Layoffs and the Yahoo Brand

    January 21, 2008

The ’sphere is buzzing with “anonymous” tips that Yahoo CEO Jerry Yang will soon be faced with the tough decision of firing up to 2.500 employees.

Silicon Alley Insider appears to be the ring leader in the rumor spreading and seems to be all for the layoffs.

Jerry reportedly wants to announce the cuts with or before earnings (January 29th), but may not make them if the stock price recovers.

We believe Yahoo should reduce headcount by at least a thousand people, and others are looking for cuts of more than twice that. Yahoo’s stock has recently hit new lows, almost all of its key businesses are losing ground to Google, and shareholders are beyond frustrated. Jerry Yang, moreover, is perceived as a good guy who is unwilling to make the hard-ass decisions necessary to get Yahoo heading in the right direction again–a perception he is presumably eager to dispense with.

I admit, I’m not a financial analyst, but I feel that the cuts could easily have the opposite effect that Yang is hoping he’ll see.
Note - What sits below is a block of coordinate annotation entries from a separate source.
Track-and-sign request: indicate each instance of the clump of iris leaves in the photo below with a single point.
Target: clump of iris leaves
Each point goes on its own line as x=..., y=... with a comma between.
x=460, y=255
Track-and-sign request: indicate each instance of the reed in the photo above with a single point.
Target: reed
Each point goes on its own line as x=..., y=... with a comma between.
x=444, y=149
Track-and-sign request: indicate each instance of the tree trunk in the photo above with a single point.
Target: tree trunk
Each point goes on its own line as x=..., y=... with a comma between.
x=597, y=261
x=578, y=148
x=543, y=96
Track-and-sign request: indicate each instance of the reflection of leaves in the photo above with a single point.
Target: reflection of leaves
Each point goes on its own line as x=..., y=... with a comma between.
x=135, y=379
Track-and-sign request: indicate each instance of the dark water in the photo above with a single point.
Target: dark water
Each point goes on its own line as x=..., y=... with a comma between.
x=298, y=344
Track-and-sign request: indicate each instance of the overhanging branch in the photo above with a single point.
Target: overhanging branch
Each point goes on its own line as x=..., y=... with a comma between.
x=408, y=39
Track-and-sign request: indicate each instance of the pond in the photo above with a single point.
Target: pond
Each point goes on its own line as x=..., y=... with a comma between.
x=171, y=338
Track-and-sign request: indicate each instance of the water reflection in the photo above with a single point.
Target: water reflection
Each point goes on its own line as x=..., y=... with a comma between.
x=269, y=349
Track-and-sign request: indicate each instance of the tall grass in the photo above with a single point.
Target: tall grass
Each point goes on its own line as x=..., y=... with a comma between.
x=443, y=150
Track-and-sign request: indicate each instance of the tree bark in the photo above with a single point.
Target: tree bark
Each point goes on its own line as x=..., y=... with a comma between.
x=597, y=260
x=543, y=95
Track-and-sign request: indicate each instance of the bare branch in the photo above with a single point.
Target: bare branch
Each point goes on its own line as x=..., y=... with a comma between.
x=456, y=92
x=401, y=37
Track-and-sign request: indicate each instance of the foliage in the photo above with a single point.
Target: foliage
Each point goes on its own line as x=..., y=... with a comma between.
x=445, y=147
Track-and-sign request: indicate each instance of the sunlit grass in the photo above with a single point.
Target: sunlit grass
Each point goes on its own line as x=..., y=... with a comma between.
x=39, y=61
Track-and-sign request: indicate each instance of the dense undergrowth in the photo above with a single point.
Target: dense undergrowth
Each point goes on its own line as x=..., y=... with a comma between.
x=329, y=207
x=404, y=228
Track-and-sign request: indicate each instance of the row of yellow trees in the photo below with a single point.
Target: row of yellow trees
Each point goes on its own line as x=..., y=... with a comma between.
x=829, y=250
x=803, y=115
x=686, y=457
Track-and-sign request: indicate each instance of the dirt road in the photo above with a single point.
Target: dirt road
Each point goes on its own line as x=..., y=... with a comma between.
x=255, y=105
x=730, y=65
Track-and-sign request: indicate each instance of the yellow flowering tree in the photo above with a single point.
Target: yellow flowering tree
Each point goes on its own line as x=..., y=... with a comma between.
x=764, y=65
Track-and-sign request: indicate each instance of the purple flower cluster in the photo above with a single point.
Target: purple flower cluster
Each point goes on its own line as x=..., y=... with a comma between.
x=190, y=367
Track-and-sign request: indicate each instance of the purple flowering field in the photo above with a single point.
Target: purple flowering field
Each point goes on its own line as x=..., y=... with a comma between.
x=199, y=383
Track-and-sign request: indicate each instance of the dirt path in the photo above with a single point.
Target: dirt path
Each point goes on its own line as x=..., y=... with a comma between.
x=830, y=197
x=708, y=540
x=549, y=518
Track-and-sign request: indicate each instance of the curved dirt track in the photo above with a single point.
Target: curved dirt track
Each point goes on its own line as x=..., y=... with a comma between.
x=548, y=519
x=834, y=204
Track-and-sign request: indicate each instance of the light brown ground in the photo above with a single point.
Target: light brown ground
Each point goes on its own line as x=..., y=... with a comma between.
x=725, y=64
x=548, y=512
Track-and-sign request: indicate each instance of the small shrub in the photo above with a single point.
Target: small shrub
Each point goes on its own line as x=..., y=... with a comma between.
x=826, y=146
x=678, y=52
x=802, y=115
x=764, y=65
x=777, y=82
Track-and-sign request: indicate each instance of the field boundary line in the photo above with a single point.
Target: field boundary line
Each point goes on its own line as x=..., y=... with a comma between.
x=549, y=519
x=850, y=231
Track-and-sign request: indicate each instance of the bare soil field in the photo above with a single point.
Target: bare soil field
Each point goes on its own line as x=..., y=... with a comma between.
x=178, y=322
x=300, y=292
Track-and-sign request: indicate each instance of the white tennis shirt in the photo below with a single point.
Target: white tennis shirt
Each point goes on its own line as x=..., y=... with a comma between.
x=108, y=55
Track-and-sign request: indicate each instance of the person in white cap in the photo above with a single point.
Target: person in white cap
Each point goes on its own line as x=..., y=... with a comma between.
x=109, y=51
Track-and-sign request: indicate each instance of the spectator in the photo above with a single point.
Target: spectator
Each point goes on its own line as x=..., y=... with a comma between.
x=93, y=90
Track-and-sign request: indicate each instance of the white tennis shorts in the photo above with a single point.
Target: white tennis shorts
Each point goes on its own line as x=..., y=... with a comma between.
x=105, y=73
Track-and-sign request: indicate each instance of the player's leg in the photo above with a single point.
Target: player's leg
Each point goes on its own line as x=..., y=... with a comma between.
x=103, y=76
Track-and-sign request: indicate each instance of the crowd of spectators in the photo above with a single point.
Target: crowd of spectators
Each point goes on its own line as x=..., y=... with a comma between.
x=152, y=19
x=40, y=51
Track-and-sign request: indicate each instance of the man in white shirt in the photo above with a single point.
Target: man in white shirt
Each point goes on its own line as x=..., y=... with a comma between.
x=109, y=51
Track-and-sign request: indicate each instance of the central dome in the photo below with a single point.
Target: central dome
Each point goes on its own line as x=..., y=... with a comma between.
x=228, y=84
Here’s some consequences of laying off 2500 people just because your stock dips below $20 a share.

  1. How well would you sleep at night knowing that you’ve just laid off 2500 based–mostly–on your stock price? More importantly, how would those employees feel? See below.
  2. OK, so perhaps it’s a sound business decision now, but what if those 2500 employees feel like airing your dirty laundry? Can you imagine if 2500 disgruntled employees decide they need to vent by creating a blog post about Yahoo’s faults and failings? Heck, you can’t even stop employees from writing the damaging “peanut butter memo” so how do you plan to stop ex-employees from having their voice heard?
  3. What about the employees that remain? In the peanut butter memo, the claim was made that “We have lost our passion to win. Far too many employees are “phoning” it in, lacking the passion and commitment to be a part of the solution.” What’s going to happen to the passion of the remaining employees, when they see that recent hard-work might be rewarded with future layoffs?
  4. Have you thought about public perception Jerry? Sure, Wall Street might react well to the layoffs, but what about the average Yahoo user? What message will the layoffs send them? With your market share stagnant, you might lose more users if they believe you’re a dying company.

I’m sure there are more consequences that won’t emerge until after any Yahoo firing decision, but I hope that Yahoo’s focusing on the big picture and not just trying to give its stock price a shot in the arm so it can have a pleasant Q4 conference call.